The horror movie playing right now in a small courtroom in Bellefonte, Pa., didn't have to happen.
None of the eight alleged victims of 68-year-old former Penn State defensive coordinator Jerry Sandusky should've been made to squirm on the witness stand and tell how Sandusky reportedly molested them in campus showers, basement bedrooms, even the football team sauna.
Testifying under their own names, they wept. They whispered. They trembled. One left the courthouse with a black bag over his head. Justice shouldn't cost this much.
But all eight of these young men, ages 18 to 28, had to testify because Jerry Sandusky didn't have the guts or the courage or the decency to cop a plea and go to jail. He could've saved them the pain, the shame and the degradation.
If Sandusky really did abuse them the first time, then this was the second.
Shame on him. Shame and sorrow and humiliation.
Sandusky is on trial, facing 51 counts of sexual abuse allegedly committed over 15 years on 10 boys, only two of whom will not testify. He has denied the allegations, and the scandal led to the firing of Penn State coach Joe Paterno.
But it shouldn't have come to this.
Victim 3 shouldn't have had to describe for perfect strangers being a seventh-grade guest at Sandusky's house, having him come into that grisly and infamous basement bedroom, having Sandusky rub his shoulders and inner thighs and fondle his genitals.
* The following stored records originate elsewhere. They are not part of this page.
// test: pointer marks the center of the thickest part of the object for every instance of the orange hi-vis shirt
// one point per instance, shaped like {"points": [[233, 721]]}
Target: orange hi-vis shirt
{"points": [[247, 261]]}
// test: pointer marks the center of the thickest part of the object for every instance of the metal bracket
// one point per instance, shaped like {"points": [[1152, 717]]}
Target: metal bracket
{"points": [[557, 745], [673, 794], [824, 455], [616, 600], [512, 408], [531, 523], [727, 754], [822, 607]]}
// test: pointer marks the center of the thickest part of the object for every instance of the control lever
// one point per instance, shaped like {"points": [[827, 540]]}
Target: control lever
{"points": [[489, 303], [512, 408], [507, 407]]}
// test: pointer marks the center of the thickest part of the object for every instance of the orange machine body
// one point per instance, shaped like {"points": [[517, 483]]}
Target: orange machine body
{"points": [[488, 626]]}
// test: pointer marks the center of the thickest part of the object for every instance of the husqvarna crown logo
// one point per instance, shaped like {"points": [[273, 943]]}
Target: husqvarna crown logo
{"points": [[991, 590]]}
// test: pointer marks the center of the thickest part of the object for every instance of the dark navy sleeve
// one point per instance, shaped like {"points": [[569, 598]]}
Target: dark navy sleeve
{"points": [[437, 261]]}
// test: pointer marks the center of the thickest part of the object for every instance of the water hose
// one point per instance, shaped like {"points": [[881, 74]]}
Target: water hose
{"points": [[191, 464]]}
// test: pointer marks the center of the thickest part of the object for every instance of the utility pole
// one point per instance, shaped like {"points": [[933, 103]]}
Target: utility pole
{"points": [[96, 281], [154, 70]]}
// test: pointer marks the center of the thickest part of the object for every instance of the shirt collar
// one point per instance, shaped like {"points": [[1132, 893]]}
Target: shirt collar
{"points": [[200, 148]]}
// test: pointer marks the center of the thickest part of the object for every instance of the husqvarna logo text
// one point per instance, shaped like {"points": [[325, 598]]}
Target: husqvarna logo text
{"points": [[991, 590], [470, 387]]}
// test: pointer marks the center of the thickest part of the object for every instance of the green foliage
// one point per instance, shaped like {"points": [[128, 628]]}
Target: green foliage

Victim 4, now 28, shouldn't have had to tell how Sandusky "treated me like his girlfriend," how he tried to penetrate him in the shower, in Penn State athletic buildings and hotels on Nittany Lions road trips, how he suffered more than 40 instances of abuse at his tormentor's hands.
Victim 9 shouldn't have had to sit there and say, in front of his family, how for four years, starting when he was 12, Sandusky would come to that room and pin him down, lay on top of his 70-pound body, rape him and force him to give him oral sex.
"What was I going to do?" said 9, now 18. "I mean look at him, he's a big guy. He was bigger than me, at the time way bigger than me. Â… There was no fighting against it. Sometimes [I'd] scream, sometimes tell him to get off me, but other than that, who was there? We were in the basement, no one could hear you down there."
When told to indicate which man in the courtroom was Sandusky, 9 could only point.
"Can you look at him?" the prosecutor said.
"I don't want to look at him," 9 said.
If all eight young men are lying about Sandusky, they must've rehearsed together for a month. If they're telling lies, they each told the same sickening one.
There were so many moments in all this when your skin crawled and your heart ached for these young men. One victim was asked whether he bled from the anal sex he says Sandusky forced on him.
Yes, he said.
Did his mother ever see blood on his underwear?
No, he said. He hung his head and added, "I never told anybody. I didn't even tell my own mom."
The prosecution has rested and the defense is next. Now it gets ugly. Now the victims get dragged through it all again a third time, backward.
Sandusky and his attorney, Joe Amendola, have come up with all kinds of excuses for why Sandusky continuously showered with young boys, for the one-on-one visits to that horrid guest room, for the touching and the nakedness. He was showing them how to soap up, was one. He was a "tickle monster," was another.
Sexual abuse victims can feel relief and catharsis when they unburden the black secrets that fester inside them. But that unburdening should happen in a psychiatrist's office, over years, not in front of a courtroom in half a day.
The hell, the anguish and the torment Sandusky put these boys through was cruel enough. To make them relive it in front of brothers and sisters, strangers and jurors, public and media, is unforgivable.
Let's hope the judge sends Sandusky away for the rest of his days, into the general population at a federal prison, not a protected one.
Let's see how the tickle monster goes over with those guys.